だから金持ちの父の意見も押し切って、母と葵は平凡な生活をしていたのだ。
────それなのに、いきなりこんなところに住むなんて・・・
葵は自分の知らない高級感に満ちた空間の中で、頭を抱えていた。

「ほらほらっ! とりあえず自分の部屋に行きなよ!」
そう言ってもしゃがみ込んだまま葵は立ち上がらない。
そんな葵に、彰人は聞こえよがしに「あぁ、もうすぐ浅田君がこっちに来るかもねぇ!」と言ってみせる。
すると葵はまるで先ほどとは別人のように物凄い速さで立ち上がり、急いで寮監のところへと走っていった。
「そんなに邪険に扱われちゃ・・・浅田君が哀れだよなぁ」
苦笑を浮かべながら、彰人は葵の後姿を見ていた。


寮監に部屋の場所を聞いた葵は、そそくさとエレベーターのほうへと向かった。
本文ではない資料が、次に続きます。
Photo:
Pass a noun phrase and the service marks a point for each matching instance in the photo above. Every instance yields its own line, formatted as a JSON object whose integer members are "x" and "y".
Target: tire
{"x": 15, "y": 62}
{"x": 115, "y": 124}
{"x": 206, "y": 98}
彰人もそれに着いていく。
「葵君の部屋は、何階だって?」
彰人の問いかけに「6階だとさ」と葵は答える。
「俺の部屋も6階なんだよね」と言いながら、彰人はエレベーターの6のボタンを押す。
しばらくするとエレベーターのドアがしまり、無機質な音を立てながら上へと上がっていく。

「・・・そういえばさ、校舎ではそこまでガチガチじゃなかったのに、どうしてこの寮ではあんなに緊張していたの?」
彰人はそれが先ほどから気になっていた。校舎もそれなりには豪勢なつくりのはずなのに、何故葵は平気だったのだろう。
「校舎にはまだ“学校”って雰囲気があったから、それなりに平気だったんだけれど・・・
寮は完璧に高級ホテルっぽいじゃん。そんなところに住むって思うとさぁ〜・・・なんか、いろいろ堪えられなくて」
確かに、校舎のほうはいくら豪勢でも“学校”という雰囲気があった。それもあって、葵はまだ緊張しなかったのだろう。
しかしこの寮は“学園”という雰囲気も感じられないほど高貴なつくりだ。校舎よりもお金がかかっている気もする。
平凡主義だった葵にとって、そんなところで“住む”ことのほうが学園生活を送ることよりも緊張するのだ。

「まぁ、住んでいるうちに慣れるって」
彰人の励ましの言葉に「もし俺にそれができたら、自分で自分に自分のこと褒めちぎる・・・」とため息交じりに葵は呟いていた。
その葵の言葉に「“自分”が一個多いよ?」と彰人は苦笑を浮かべながら突っ込みを入れていた。